Immagino che al terzo romanzo letto di un autore, si possa affermare se rientri nella schiera dei preferiti o meno. Bene, sono lieto di augurare il benvenuto a Raymond Chandler nella suddetta schiera, così come a Philip Marlowe tra i detective più affascinanti (se non il più affascinante) del panorama letterario e non solo. “Il lungo addio” è un romanzo che, posso dire, attendevo con ansia: era da mesi infatti che mi chiedevo quando Adelphi avrebbe (ri)pubblicato una delle indagini di Marlowe, mentre dentro di me temevo che, magari per uno scarso successo di pubblico, ciò non sarebbe accaduto. Per fortuna questo romanzo è arrivato in libreria e a questo punto, spero, sarà parte della ripubblicazione integrale dell’opera di Chandler.
Riguardo al fascino di Marlowe come personaggio, credo di essermi già espresso nelle recensioni de “Il grande sonno” e di “Addio, mia amata”: buca le pagine con la sua durezza, con la quale prova a camuffare una profonda umanità, che in un mondo “nero” come quello descritto sarebbe facilmente fagocitata da personaggi privi di ogni scrupolo.

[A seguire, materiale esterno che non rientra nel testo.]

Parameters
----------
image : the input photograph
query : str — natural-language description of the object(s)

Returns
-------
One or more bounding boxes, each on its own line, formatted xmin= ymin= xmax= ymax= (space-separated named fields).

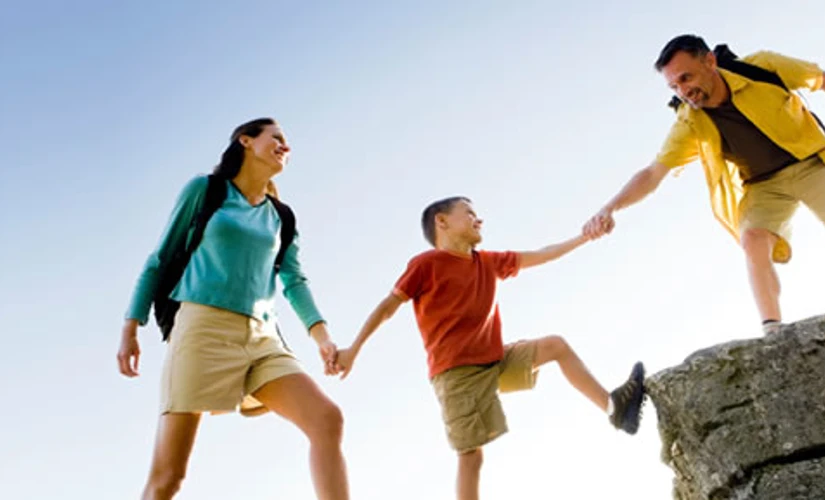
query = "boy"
xmin=335 ymin=196 xmax=645 ymax=500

Certo, non mancano i tratti un po’ stereotipati (sebbene, secondo me, attutiti dal fatto che è stato lo stesso Marlowe, probabilmente, a creare questo stereotipo), ma il tutto è compensato da un’eccellente caratterizzazione e dall’estrema facilità con cui si empatizza col protagonista.

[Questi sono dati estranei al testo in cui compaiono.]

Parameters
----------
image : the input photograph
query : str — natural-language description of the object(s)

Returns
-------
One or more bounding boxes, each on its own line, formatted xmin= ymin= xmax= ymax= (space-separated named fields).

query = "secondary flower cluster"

Ma il vero punto di forza di questo romanzo, come degli altri, è lo stile: meraviglioso, poetico, evocativo, e trovare uno stile così bello in un romanzo che nel suo essere di genere porta molti lettori superficiali a sminuirne il valore non fa altro che avvalorare la mia tesi: l’appartenenza a un genere letterario ben preciso e magari principalmente di consumo non intacca il potenziale letterario di un’opera! Ormai questa è la mia crociata e Chandler (così come Bradbury), ne è uno degli esempi cardine. La letteratura di genere è piena di spazzatura, ma lo è anche la letteratura non di genere; bisogna saper cercare.

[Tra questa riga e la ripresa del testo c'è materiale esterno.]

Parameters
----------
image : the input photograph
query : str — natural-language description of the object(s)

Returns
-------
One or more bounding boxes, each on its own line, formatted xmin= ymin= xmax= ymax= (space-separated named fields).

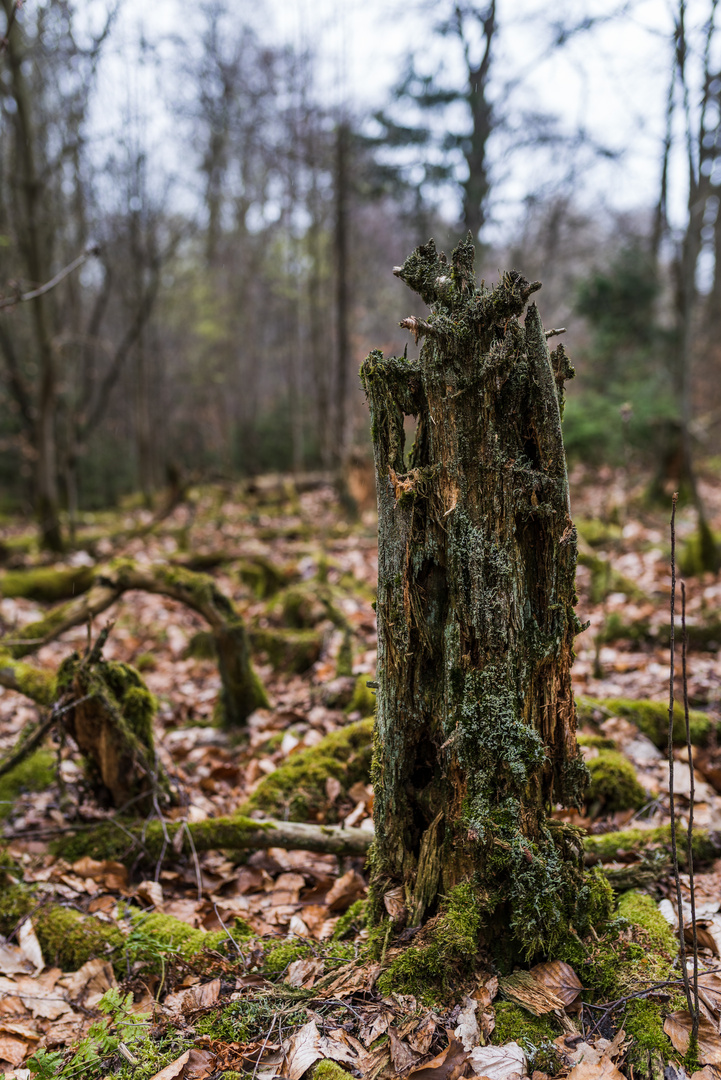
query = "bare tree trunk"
xmin=2 ymin=0 xmax=63 ymax=550
xmin=362 ymin=238 xmax=602 ymax=969
xmin=334 ymin=120 xmax=350 ymax=463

Dopo questa piccola divagazione, va detto che Chandler non eccelleva tuttavia riguardo alla creazione di trame eccezionalmente originali: in quanto a eventi, infatti, “Il lungo addio” così come i suoi predecessori sono noir classici senza particolarità eccezionali, ma come dicevo la differenza la fanno lo stile e i personaggi, che rendono tutto vivo, coinvolgente, evocativo. Certo non mancano i colpi di scena, ma non sono cose da spaccarsi la mascella e secondo me, è meglio così. Un paradosso, penserete, e invece no: un’altra peculiarità dei romanzi di Chandler è proprio il fluire della storia, che procede come un fiume torbido ma placido, col suo ritmo compassato, in cui gli eventi procedono senza sconvolgere ma ci rapiscono, ci costringono a osservarli con attenzione, a riflettere.
È davvero una cosa difficile da spiegare, dunque non posso che pregarvi di leggere questo romanzo o quantomeno “Il grande sonno”. Parliamo di quanto di meglio il noir e il giallo hanno da offrire, credetemi.

P.S. Non vi ho parlato della trama, ma credo davvero non ce ne sia bisogno: la bellezza di questo libro sta in tutto il resto.

“Sono un romantico, Bernie. Sento delle voci che piangono di notte e corro a vedere cosa succede. Non si guadagna un soldo, così. Se hai un po' di buonsenso, chiudi le finestre e alzi il volume del televisore. O metti il piede sull'acceleratore e te ne vai il più lontano possibile. Meglio stare alla larga dai guai altrui: se ne ricava solo fango. L'ultima volta che ho visto Terry Lennox ci siamo bevuti una tazza di caffè che ho preparato io, a casa mia, e ci siamo fumati una sigaretta. Perciò, quando ho saputo che era morto, sono andato in cucina, mi sono fatto un caffè, ne ho versata una tazza anche per lui e gli ho acceso una sigaretta. E quando il caffè è diventato freddo e la sigaretta era tutta consumata, gli ho augurato la buonanotte. Non si guadagna un soldo in questo modo. Tu non lo faresti mai. E per questo che sei un bravo poliziotto e io sono un detective privato.”